The WEIRD Henrich book

Joseph Henrich’s The WEIRDest People in the World is now out. Here is one review. I am about half way through, and I am likely to rate the book as highly as The Secret of Our Success, with little overlap between the two.

His main claim is that using statistical analysis, he and his colleagues have shown that: (a) where the Christian church has its deepest roots, people are less strongly embedded in kin-based clans, with cousin marriage being a strong component of the clan society; and (b) where clan structures have broken down, individualism and what we might call the psychology of the liberal enlightenment are more likely to have emerged.

I wrote about some of his research here.

I will want to go back and re-read MacFarlane’s The Origins of English Individualism (cited by Henrich but seemingly not much discussed, and Mark Weiner’s Rule of the Clan, also cited but seemingly not discussed. I reviewed Weiner here.

7 thoughts on “The WEIRD Henrich book

  1. I like this line from the “Atlantic” book review:
    “His quarry are the ‘enlightened’ Westerners—would-be democratizers, globalizers, well-intended purveyors of humanitarian aid—who impose impersonal institutions and abstract political principles on societies rooted in familial networks, and don’t seem to notice the trouble that follows.”

    P.T. Bauer would approve.

  2. There was mounting ’mong Graemes of the Netherby clan;
    Forsters, Fenwicks, and Musgraves, they rode and they ran:
    There was racing and chasing on Cannobie Lee,
    But the lost bride of Netherby ne’er did they see.
    So daring in love, and so dauntless in war,
    Have ye e’er heard of gallant like young Lochinvar?
    -Walter Scott

  3. Steve S says he got the idea from Stanley Kurtz in MR comments section. Who probably got the idea from Charles Darwin (inbred?) son, George, who got it from Joe Blow. Who probably wasn’t attracted to his cousin after the wheel was invented and animals domesticated traveling longer distances in temperate climate (unlike inbred arid regions of earth) and also helped start the Catholic Church as a good tax dodge. It’s creationist to argue the church (err state) converted man. Maps not chaps.

  4. Just downloaded for Kindle.

    Question: why is it worth reading vs. “A Farewell to Alms” or “The Company of Strangers”? And, should I start with “The Secret of our Success,” before this one?

    Note: understand that the books don’t necessarily overlap, but trying to understand what is new here.

    Thanks ASK readers for your feedback!

      • I liked the last two paragraphs of Daniel Dennett’s review. It’s a not very veiled challenge to do science rather than politics–which is nice to see in the NYT.
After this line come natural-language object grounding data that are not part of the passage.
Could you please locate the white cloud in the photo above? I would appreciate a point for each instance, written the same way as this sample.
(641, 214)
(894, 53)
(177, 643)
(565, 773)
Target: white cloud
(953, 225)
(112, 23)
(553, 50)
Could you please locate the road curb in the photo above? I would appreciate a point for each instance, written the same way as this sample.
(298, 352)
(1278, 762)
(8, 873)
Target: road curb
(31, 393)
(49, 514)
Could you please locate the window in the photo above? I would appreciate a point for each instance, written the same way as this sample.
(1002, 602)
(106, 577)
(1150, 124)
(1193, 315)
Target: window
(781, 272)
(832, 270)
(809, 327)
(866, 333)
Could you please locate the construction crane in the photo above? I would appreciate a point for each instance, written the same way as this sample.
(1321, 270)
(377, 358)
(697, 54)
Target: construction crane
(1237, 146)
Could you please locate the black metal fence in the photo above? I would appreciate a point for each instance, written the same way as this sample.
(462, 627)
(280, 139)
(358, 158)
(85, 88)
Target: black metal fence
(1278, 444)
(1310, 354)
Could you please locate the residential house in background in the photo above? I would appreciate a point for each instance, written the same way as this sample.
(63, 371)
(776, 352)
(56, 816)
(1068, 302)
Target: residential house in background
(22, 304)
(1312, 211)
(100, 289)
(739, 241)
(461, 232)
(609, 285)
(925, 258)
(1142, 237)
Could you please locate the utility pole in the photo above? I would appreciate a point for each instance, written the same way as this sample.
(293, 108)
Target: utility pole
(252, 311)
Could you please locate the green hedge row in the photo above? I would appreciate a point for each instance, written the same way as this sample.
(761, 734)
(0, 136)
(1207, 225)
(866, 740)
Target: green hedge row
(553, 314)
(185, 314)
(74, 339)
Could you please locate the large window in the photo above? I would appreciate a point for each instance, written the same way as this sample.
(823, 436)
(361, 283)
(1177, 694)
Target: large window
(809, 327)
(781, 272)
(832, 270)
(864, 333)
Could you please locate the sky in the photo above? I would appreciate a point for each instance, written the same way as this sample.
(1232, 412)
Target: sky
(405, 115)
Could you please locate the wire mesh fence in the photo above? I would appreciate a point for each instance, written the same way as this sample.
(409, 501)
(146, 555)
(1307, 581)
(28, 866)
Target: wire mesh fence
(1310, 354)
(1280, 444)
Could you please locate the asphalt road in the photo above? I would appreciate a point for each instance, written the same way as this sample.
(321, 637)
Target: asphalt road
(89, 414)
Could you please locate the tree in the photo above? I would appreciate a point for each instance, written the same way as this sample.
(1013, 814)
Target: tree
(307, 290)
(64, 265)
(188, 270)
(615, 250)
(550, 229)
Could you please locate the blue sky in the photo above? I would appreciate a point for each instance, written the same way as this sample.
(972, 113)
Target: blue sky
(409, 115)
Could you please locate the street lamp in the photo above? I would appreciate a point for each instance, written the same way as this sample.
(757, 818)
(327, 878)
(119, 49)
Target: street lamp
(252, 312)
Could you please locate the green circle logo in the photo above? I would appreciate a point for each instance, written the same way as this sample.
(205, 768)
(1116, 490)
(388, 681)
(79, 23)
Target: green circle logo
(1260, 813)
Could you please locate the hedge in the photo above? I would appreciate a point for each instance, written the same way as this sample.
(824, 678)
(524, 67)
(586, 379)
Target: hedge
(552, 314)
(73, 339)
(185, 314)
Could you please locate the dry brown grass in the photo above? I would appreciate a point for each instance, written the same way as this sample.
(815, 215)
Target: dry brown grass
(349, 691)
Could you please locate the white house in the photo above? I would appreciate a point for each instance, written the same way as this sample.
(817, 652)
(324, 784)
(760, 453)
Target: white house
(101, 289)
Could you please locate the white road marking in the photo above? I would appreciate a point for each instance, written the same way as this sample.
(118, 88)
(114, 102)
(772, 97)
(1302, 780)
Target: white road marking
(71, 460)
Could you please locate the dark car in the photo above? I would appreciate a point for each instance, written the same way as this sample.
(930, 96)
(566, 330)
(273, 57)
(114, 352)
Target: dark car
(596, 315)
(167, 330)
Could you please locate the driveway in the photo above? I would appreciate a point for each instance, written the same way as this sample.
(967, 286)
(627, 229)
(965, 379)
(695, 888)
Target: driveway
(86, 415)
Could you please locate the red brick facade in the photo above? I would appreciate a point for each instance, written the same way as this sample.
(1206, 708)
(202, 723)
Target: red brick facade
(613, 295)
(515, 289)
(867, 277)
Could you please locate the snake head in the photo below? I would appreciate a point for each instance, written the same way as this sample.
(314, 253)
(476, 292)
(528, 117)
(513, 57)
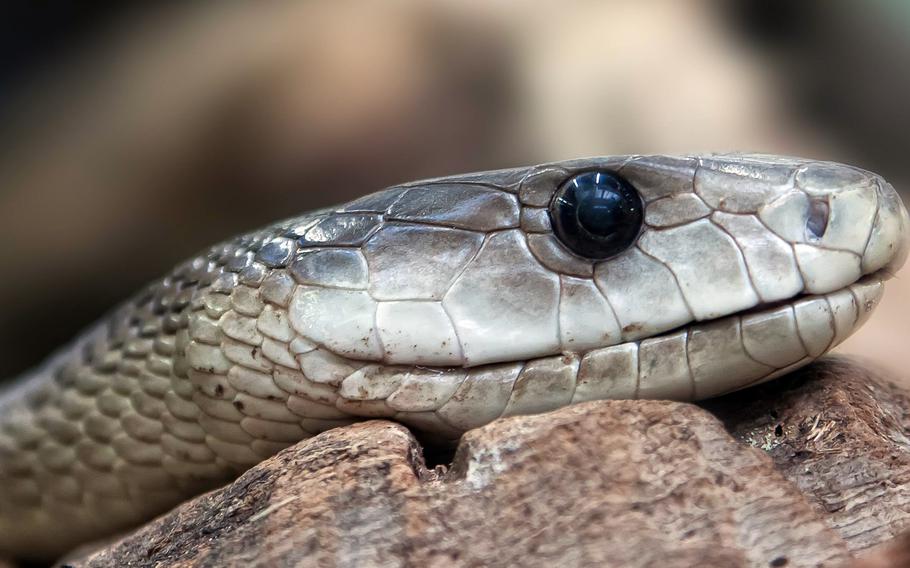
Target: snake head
(470, 270)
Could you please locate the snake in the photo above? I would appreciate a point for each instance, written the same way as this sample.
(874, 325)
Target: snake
(444, 304)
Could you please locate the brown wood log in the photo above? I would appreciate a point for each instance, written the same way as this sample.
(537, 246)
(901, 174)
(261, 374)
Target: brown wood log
(799, 472)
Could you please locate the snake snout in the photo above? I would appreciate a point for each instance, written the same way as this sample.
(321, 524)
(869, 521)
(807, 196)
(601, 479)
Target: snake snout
(889, 237)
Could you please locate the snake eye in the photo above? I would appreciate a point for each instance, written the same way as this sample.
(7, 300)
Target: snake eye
(596, 214)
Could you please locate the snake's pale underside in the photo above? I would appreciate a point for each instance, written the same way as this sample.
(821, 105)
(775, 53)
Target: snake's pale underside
(445, 304)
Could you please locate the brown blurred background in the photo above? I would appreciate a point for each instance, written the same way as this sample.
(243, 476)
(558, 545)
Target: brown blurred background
(133, 136)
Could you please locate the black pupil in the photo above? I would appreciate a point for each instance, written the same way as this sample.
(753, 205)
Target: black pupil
(596, 214)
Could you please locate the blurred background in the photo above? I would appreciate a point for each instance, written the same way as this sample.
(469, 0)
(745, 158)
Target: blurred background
(133, 136)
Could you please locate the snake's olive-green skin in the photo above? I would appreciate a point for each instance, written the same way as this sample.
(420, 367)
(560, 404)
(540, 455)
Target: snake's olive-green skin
(443, 304)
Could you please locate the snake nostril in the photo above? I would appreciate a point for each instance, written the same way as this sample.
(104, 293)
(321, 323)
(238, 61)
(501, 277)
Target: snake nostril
(817, 218)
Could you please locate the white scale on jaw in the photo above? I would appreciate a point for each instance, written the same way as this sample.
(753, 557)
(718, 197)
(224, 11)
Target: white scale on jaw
(445, 304)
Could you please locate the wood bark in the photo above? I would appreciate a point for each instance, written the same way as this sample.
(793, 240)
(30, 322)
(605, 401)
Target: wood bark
(809, 470)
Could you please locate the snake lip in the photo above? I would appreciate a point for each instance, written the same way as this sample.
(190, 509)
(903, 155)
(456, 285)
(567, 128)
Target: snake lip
(881, 275)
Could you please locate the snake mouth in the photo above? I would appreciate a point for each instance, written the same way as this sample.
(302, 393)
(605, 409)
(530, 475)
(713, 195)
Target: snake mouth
(759, 344)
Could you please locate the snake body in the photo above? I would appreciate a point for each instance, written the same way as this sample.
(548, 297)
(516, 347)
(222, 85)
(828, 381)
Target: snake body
(443, 304)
        “A good statistician (which I am not) should scrutinize the many uses of statistics made by Henrich and his team. They are probably all sound but he would want them examined rigorously by the experts. That’s science. Experts who don’t have the technical tools — historians and anthropologists especially — have an important role to play as well; they should scour the book for any instances of Occam’s broom (with which one sweeps inconvenient facts under the rug). This can be an innocent move, since Henrich himself, in spite of the astonishing breadth of his scholarship, is not expert in all of these areas and may simply be ignorant of important but little-known exceptions to his generalizations. His highly detailed and confident relaying of historical and “anthropological facts impresses me, but what do I know? You can’t notice what isn’t mentioned unless you’re an expert.
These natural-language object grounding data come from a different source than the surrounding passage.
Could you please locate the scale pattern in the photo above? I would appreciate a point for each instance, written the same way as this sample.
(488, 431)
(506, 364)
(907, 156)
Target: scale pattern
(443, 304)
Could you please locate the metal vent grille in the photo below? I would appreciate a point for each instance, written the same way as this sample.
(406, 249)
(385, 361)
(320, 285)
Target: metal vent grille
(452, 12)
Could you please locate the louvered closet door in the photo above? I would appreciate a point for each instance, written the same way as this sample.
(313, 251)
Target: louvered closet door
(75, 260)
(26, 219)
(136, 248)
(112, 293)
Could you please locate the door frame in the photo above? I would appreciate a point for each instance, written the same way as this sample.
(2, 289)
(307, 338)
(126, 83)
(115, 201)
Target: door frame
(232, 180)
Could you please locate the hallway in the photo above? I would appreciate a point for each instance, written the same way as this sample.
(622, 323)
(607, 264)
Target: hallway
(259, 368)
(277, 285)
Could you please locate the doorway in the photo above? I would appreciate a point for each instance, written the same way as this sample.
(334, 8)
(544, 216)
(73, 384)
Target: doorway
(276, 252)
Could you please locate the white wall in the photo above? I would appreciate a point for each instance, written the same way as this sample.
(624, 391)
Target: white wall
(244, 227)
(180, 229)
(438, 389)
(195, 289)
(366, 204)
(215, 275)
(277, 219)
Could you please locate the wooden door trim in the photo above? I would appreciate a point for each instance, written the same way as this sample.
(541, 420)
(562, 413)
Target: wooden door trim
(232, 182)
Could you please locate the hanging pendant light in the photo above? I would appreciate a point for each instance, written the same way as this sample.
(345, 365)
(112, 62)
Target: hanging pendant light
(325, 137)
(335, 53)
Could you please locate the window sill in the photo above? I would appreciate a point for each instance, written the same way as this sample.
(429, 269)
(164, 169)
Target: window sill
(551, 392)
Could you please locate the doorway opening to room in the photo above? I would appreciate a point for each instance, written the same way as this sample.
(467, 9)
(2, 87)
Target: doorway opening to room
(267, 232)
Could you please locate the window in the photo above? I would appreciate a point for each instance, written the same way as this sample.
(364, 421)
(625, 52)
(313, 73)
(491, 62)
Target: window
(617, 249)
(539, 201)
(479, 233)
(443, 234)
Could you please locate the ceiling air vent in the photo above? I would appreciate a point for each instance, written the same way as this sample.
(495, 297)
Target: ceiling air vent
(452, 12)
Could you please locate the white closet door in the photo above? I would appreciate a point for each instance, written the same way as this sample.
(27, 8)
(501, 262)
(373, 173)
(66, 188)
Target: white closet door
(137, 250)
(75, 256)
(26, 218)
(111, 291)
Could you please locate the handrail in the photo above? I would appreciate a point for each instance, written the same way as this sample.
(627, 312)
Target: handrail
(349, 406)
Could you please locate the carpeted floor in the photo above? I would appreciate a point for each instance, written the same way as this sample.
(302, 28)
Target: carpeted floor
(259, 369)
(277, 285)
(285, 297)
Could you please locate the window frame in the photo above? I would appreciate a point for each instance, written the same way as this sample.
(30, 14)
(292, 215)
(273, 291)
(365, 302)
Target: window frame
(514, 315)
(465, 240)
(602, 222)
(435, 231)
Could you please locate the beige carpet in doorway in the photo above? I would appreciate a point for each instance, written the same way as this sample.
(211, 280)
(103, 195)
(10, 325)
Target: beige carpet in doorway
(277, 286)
        “This book calls out for respectful but ruthless vetting on all counts, and what it doesn’t need, and shouldn’t provoke, is ideological condemnations or quotations of brilliant passages by revered authorities. Are historians, economists and anthropologists up to the task? It will be fascinating to see.”

  5. I just want to point out that the late UCLA economics professor Deepak Lal talked about this decades ago.
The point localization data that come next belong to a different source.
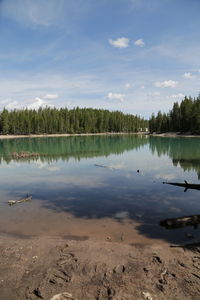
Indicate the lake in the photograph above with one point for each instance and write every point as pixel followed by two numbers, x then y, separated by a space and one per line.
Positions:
pixel 101 187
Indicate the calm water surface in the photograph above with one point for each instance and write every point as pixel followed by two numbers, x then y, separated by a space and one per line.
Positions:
pixel 93 181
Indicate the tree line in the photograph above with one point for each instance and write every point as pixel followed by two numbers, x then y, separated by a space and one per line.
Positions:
pixel 184 117
pixel 77 120
pixel 52 149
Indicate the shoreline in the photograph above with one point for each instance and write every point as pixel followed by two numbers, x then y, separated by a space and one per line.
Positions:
pixel 9 136
pixel 49 266
pixel 166 134
pixel 175 135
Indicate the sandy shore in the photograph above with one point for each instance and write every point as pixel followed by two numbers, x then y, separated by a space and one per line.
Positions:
pixel 42 267
pixel 8 136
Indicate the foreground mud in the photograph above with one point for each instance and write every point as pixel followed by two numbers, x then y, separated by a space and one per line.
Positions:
pixel 39 268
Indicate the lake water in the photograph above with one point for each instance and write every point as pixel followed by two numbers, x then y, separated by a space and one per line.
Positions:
pixel 88 187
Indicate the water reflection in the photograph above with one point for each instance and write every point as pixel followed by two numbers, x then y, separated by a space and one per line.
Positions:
pixel 182 151
pixel 55 148
pixel 66 178
pixel 181 222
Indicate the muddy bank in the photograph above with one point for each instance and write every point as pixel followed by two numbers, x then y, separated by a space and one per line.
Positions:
pixel 39 268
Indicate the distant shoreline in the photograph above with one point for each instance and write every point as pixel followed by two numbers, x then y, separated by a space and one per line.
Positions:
pixel 9 136
pixel 166 134
pixel 175 134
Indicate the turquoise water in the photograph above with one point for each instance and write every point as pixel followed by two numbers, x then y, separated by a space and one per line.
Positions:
pixel 96 177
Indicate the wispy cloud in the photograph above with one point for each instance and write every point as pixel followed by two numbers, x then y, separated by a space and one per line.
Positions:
pixel 115 96
pixel 120 42
pixel 188 75
pixel 139 43
pixel 166 84
pixel 155 94
pixel 176 96
pixel 50 96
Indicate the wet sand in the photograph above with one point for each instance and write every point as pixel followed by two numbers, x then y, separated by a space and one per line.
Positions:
pixel 44 254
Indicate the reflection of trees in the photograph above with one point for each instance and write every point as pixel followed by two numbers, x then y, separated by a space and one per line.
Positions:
pixel 183 151
pixel 54 148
    He referred to the Gregorian Revolution, which was the new rules for marriage and sex for converted Europe. I was skeptical at first, but it appears that there is something to it.

    I will point out what is not PC at all. The high degree of close-kin-marriage and polygamy in the Muslim Arab world likely explains the extreme clannishness of that culture, which is a barrier to political and economic development. Some lucky countries hit the jackpot with oil, but that is a gift rather than development.